Hauptwährungen und Handelssysteme

Die Forex-Währungen eines Landes werden von einer Reihe makroökonomischer Bedingungen sowie von der wirtschaftlichen Situation der Welt beeinflusst. Makroindikatoren wie Wirtschaftsindikatoren (BIP-Wachstum, Importe / Exporte), soziale Faktoren (Arbeitslosenquote, Infrastruktur des Landes oder Bedingungen auf dem Immobilienmarkt) und die Politik der Zentralbank des Landes (wie die RBI in Indien) sind die Schlüsselfaktoren, die das bestimmen Wert einer Währung auf dem Devisenmarkt.

Hauptwährungen

In diesem Abschnitt erfahren Sie mehr über die Besonderheiten von sechs Hauptwährungen.

Der US-Dollar

Der US-Dollar dominiert den weltweiten Devisenmarkt stark. Der US-Dollar ist die Basis- oder Universalwährung für die Bewertung aller anderen Währungen, die an Devisen gehandelt werden. Fast alle Währungen werden in der Regel in US-Dollar angegeben.

Der US-Dollar macht derzeit rund 86% aller Devisenmarkttransaktionen aus. Die meisten Rohstoffe (Metalle, Öl usw.) werden mit Preisen in US-Dollar gehandelt. Infolgedessen wirken sich Schwankungen von Angebot und Nachfrage dieser Waren direkt auf den Wert des US-Dollars aus. Dies geschah in der Finanzkrise 2008, als der Ölpreis zusammenbrach und der EUR / USD auf 1,60 kletterte.

Als sicherer Hafen gilt der US-Dollar. Anleger tendieren daher in Richtung Dollar, wenn sich die wirtschaftlichen Bedingungen verschlechtern.

Der Euro (EUR)

Der Euro ist die am zweithäufigsten dominierende Währung auf dem Devisenmarkt. Wie der US-Dollar hat auch der Euro eine starke internationale Akzeptanz bei den Mitgliedern der Europäischen Währungsunion.

Der Euro wird von 18 Mitgliedstaaten der Europäischen Union verwendet und macht derzeit fast 37% aller Devisentransaktionen aus.

Die Hauptfaktoren, die die Akzeptanz der Euro-Preise beeinflussen, basieren häufig auf gut etablierten Volkswirtschaften (Industrieländern), die die gemeinsame Währung verwenden, wie Frankreich und Deutschland. Die Euro-Preise hängen von den wichtigsten Ländern (wie Deutschland), der Verbraucherpreisinflation (VPI), der Europäischen Zentralbank, der Arbeitslosenquote und den Exportdaten ab.

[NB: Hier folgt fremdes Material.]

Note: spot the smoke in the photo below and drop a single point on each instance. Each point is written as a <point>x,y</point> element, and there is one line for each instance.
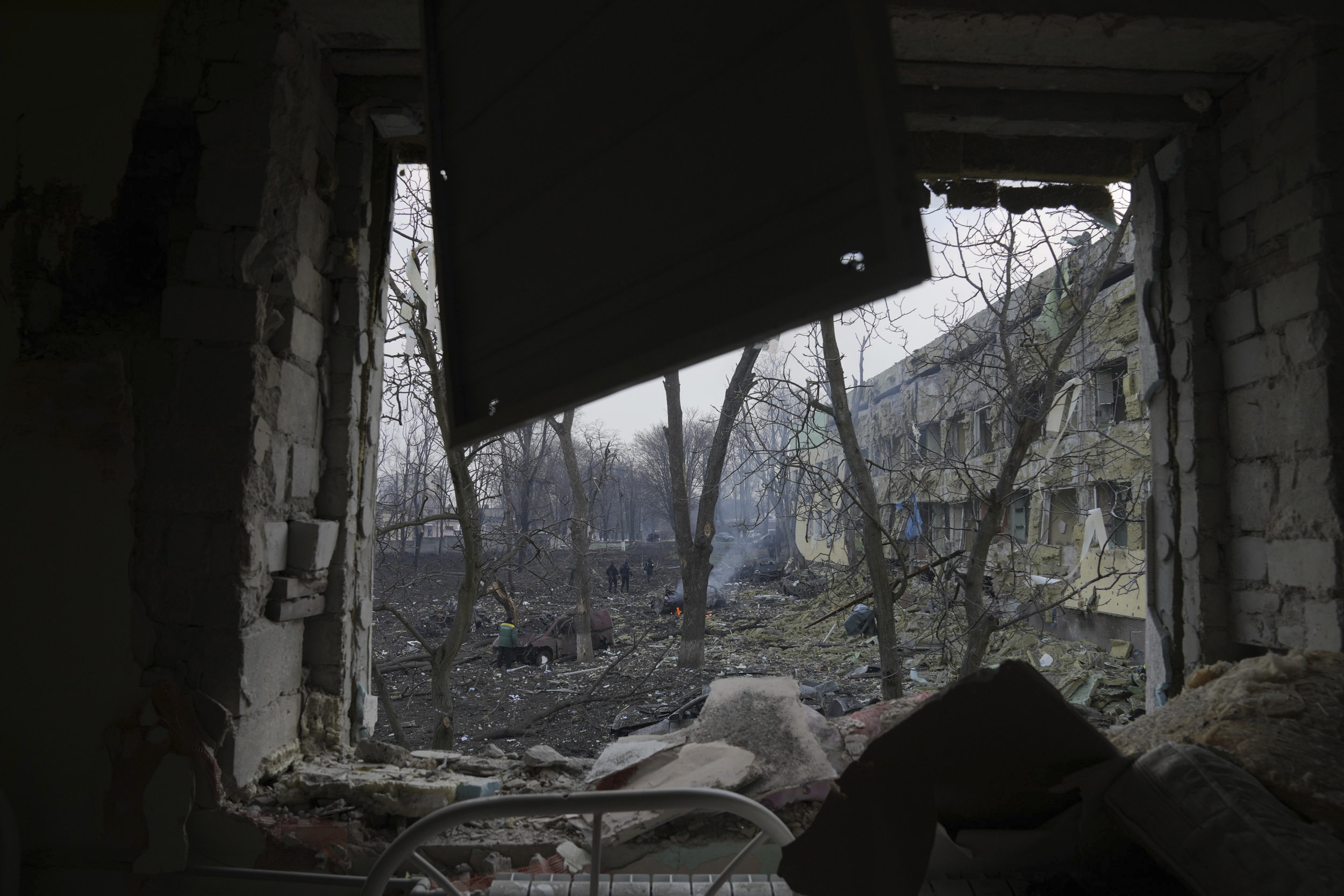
<point>727,561</point>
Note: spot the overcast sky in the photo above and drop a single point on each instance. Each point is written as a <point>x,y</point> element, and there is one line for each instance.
<point>702,386</point>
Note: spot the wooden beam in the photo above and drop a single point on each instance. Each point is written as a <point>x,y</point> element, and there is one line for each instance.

Der Euro ist die gemeinsame Währung aller europäischen Länder, und es gibt einen Unterschied zwischen den Volkswirtschaften dieser Länder, wie in der Schuldenkrise 2011 hervorgehoben wurde. Dies schränkt die Dominanz des Euro auf dem globalen Devisenmarkt ein. Bei Problemen haben die Staats- und Regierungschefs der EU Schwierigkeiten, gemeinsame Lösungen zu finden, die sowohl für die großen als auch für die kleinen Volkswirtschaften von Vorteil sind.

Der japanische Yen (JPY)

Der japanische Yen ist die am meisten gehandelte und dominierende Währung auf dem asiatischen Devisenmarkt. Es ist die drittbeliebteste oder am dritthäufigsten gehandelte Währung auf dem Devisenmarkt und repräsentiert fast 20% der weltweiten Börse. Die natürliche Nachfrage, den Yen zu handeln, kommt hauptsächlich vom japanischen Keiretsu, den Wirtschafts- und Finanzkonglomeraten. Der japanische Aktienmarkt, der Nikkei-Index und der Immobilienmarkt korrelieren mit der Volatilität des japanischen Yen (JPY).

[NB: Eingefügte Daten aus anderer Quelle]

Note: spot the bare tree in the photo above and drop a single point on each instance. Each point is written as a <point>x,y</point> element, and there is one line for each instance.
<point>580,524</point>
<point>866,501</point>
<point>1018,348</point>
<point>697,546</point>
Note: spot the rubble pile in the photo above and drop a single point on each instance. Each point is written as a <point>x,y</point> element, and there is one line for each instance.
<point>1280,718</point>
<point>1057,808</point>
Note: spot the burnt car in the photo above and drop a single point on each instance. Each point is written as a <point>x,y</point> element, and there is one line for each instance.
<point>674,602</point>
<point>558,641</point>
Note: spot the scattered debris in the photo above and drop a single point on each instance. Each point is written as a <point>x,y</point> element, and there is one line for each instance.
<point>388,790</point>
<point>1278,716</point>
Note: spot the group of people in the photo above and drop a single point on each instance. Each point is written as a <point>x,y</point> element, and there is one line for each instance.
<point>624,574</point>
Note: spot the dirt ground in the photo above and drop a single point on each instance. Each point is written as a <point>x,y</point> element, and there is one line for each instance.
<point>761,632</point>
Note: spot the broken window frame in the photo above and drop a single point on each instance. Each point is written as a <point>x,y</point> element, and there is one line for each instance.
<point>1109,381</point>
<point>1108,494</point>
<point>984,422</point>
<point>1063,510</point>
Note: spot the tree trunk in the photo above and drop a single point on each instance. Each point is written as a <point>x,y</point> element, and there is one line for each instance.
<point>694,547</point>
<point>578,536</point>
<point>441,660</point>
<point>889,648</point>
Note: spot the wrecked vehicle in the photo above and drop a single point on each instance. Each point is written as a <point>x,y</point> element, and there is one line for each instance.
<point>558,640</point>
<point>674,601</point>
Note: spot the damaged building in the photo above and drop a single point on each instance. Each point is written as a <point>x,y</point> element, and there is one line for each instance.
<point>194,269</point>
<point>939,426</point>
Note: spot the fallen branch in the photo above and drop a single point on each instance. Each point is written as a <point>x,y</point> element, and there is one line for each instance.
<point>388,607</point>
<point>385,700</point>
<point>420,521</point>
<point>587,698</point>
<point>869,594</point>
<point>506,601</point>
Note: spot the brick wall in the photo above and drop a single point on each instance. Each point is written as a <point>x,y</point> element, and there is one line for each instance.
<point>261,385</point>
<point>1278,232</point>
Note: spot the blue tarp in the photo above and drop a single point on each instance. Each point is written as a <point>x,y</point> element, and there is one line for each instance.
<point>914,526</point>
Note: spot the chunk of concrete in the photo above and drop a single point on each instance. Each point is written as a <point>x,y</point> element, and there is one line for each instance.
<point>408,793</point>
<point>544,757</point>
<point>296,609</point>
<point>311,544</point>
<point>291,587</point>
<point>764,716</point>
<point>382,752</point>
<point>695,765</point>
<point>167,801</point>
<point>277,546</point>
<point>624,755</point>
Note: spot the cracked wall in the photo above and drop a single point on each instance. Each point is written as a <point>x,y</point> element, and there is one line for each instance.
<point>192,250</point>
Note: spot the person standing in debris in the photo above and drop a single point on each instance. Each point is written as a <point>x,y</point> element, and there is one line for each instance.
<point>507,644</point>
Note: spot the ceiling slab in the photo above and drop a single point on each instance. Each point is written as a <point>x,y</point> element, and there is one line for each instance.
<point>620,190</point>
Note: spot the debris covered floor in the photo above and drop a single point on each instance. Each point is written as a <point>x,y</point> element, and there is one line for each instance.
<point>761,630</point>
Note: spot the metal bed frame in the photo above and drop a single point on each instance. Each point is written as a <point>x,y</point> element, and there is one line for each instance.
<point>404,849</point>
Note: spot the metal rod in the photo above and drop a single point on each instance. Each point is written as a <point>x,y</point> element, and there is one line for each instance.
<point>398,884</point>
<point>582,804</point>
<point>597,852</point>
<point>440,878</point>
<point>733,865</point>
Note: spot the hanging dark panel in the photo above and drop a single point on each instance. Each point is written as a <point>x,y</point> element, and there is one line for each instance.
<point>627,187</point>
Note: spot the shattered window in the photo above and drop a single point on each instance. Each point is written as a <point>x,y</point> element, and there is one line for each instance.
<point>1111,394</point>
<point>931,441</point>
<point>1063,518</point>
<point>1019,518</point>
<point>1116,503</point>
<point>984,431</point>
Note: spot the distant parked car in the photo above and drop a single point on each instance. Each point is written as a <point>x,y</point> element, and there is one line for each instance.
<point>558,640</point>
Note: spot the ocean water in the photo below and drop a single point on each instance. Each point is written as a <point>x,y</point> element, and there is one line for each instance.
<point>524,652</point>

Da es sich bei der japanischen Wirtschaft hauptsächlich um eine Industrieexportwirtschaft handelt, gilt die japanische Währung (JPY) unter Händlern und Anlegern in Zeiten, in denen die Risikoaversion auf den Markt trifft, als sichere Währung. Niedrige Zinsen in Japan ermöglichen es Händlern, Kredite zu niedrigen Kosten aufzunehmen und in andere Länder zu investieren.

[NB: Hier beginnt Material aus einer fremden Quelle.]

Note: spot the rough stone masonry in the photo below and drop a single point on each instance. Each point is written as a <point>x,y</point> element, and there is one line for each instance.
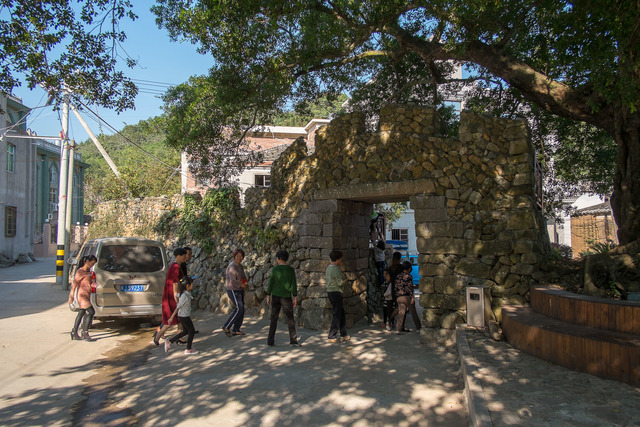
<point>477,220</point>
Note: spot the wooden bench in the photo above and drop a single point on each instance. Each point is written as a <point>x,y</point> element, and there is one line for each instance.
<point>543,330</point>
<point>619,316</point>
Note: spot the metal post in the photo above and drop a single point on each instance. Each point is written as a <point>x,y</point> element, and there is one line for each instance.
<point>65,271</point>
<point>62,196</point>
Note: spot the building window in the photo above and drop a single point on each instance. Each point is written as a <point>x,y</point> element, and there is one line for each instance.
<point>53,175</point>
<point>456,106</point>
<point>263,180</point>
<point>400,234</point>
<point>10,215</point>
<point>11,157</point>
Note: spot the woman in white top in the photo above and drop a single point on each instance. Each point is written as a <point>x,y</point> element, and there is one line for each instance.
<point>183,310</point>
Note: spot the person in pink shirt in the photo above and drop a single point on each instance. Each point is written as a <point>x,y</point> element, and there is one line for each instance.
<point>82,282</point>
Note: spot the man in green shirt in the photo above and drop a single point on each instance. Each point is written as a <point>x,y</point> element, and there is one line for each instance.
<point>334,279</point>
<point>282,293</point>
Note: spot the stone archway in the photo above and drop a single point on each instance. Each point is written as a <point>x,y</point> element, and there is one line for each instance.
<point>474,200</point>
<point>473,196</point>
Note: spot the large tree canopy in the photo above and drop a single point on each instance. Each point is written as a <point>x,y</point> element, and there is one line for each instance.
<point>576,60</point>
<point>66,43</point>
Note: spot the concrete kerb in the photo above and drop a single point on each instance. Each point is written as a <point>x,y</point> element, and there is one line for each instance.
<point>474,394</point>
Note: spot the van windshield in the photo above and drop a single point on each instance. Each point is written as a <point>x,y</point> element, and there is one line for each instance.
<point>130,258</point>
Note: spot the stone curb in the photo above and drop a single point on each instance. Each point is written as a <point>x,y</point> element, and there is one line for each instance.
<point>474,394</point>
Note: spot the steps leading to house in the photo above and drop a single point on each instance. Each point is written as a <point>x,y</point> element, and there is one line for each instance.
<point>560,327</point>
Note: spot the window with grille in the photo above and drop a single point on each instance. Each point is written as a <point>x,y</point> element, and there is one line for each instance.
<point>10,215</point>
<point>263,180</point>
<point>11,158</point>
<point>455,105</point>
<point>400,234</point>
<point>53,175</point>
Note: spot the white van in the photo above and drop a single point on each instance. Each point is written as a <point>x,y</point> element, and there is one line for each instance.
<point>129,275</point>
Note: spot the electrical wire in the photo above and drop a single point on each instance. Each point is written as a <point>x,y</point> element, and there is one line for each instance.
<point>128,140</point>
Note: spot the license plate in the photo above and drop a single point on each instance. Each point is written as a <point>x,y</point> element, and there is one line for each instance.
<point>131,288</point>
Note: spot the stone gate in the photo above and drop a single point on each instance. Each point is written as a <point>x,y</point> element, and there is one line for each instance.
<point>475,210</point>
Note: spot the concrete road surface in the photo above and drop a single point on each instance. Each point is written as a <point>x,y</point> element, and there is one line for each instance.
<point>378,378</point>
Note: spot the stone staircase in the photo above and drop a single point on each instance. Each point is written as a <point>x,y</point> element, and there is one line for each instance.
<point>593,335</point>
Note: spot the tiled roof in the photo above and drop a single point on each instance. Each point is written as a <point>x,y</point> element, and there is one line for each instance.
<point>599,209</point>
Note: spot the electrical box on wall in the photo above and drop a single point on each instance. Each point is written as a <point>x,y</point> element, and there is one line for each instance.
<point>475,306</point>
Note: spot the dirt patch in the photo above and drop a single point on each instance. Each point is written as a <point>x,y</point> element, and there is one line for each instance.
<point>98,408</point>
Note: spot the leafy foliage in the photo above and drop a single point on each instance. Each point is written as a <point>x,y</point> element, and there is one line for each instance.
<point>576,60</point>
<point>200,218</point>
<point>52,43</point>
<point>146,165</point>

Das Währungsrisiko des JPY hängt mit der ständigen Abwertung der Währung und den Interventionen der Zentralbank des Landes zusammen. Da Japan eine exportorientierte Wirtschaft ist, versucht die Zentralbank ständig, ihre Währung zu schwächen.

Das britische Pfund (GBP)

Das britische Pfund ist die britische Währung. Bis zum Ende des Zweiten Weltkriegs hatte das Pfund auf dem Devisenmarkt dieselbe Dominanz wie heute der US-Dollar und war die Referenzwährung. Die Währung (GBP) wird stark gegen den Euro und den US-Dollar gehandelt, ist jedoch gegenüber anderen Währungen weniger präsent.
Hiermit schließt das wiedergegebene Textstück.